What she is to show him, or how, does not transpire. But this awful threat, this carefully disguised and therefore sinister menace, is evidently one of weight, because it adds yet a deeper crimson to Miss Chesney's cheeks, and brings to life a fire within her eyes, that gleams and sparkles there unrebuked.

Then it quietly dies, and nurse entering finds her little mistress again calm, but unusually taciturn, and strangely forgetful of her teasing powers.

CHAPTER XII

"Sae sweet his voice, sae smooth his tongueHis breath's like caller air;His very fit has music in't,As he comes up the stair.And will I see his face again?And will I hear him speak?I'm downright dizzy with the thought,In troth I'm like to greet." – W. J. Mickle.

It is the most important day of all the three hundred and sixty-five, at least to Lilian, because it will bring her Taffy. Just before dinner he will arrive, not sooner, and it is now only half-past four.

All at Chetwoode are met in the library. The perfume of tea is on the air; the click of Lady Chetwoode's needles keeps time to the conversation that is buzzing all round.

Miss Beauchamp, serene and immovable as ever, is presiding over the silver and china, while Lilian, wild with spirits, and half mad with excitement and expectation, is chattering with Cyril upon a distant sofa.
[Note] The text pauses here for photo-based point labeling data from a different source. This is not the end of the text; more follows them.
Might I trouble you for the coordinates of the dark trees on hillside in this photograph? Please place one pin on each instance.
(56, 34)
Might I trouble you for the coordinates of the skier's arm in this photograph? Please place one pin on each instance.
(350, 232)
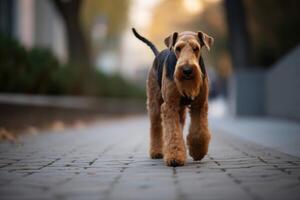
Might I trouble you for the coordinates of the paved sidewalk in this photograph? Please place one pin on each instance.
(110, 161)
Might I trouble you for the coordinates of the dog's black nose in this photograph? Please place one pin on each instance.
(187, 70)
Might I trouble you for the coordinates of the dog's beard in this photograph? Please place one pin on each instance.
(189, 88)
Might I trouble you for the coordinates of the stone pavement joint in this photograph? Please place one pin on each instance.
(110, 161)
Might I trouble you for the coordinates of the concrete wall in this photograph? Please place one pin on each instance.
(283, 87)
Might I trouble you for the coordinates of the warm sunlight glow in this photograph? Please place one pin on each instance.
(193, 6)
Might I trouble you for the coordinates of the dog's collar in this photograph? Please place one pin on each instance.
(186, 101)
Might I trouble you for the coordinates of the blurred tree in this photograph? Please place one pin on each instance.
(274, 28)
(238, 33)
(108, 16)
(78, 48)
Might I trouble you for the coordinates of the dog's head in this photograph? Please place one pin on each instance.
(187, 47)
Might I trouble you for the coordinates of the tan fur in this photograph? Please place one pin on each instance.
(167, 115)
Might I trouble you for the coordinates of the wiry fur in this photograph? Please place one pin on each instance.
(167, 87)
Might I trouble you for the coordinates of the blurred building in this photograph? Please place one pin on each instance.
(34, 23)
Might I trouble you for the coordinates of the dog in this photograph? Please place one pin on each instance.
(178, 81)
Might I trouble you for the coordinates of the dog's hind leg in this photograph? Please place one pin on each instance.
(154, 101)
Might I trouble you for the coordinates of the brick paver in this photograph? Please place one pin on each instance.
(110, 161)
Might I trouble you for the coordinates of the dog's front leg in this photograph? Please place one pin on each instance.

Sir Guy, upon the hearthrug, is expressing his contempt for the views entertained by a certain periodical on the subject of a famous military scandal, in real parliamentary language, and Florence is meekly agreeing with him straight through. Never was any one (seemingly) so thoroughly en rapport with another as Florence with Sir Guy. Her amiable and rather palpable determination to second his ideas on all matters, her "nods and becks and wreathed smiles," when in his company, would, if recited, fill a volume in themselves. But I don't deny it would be a very stupid volume, from the same to the same: so I suppress it.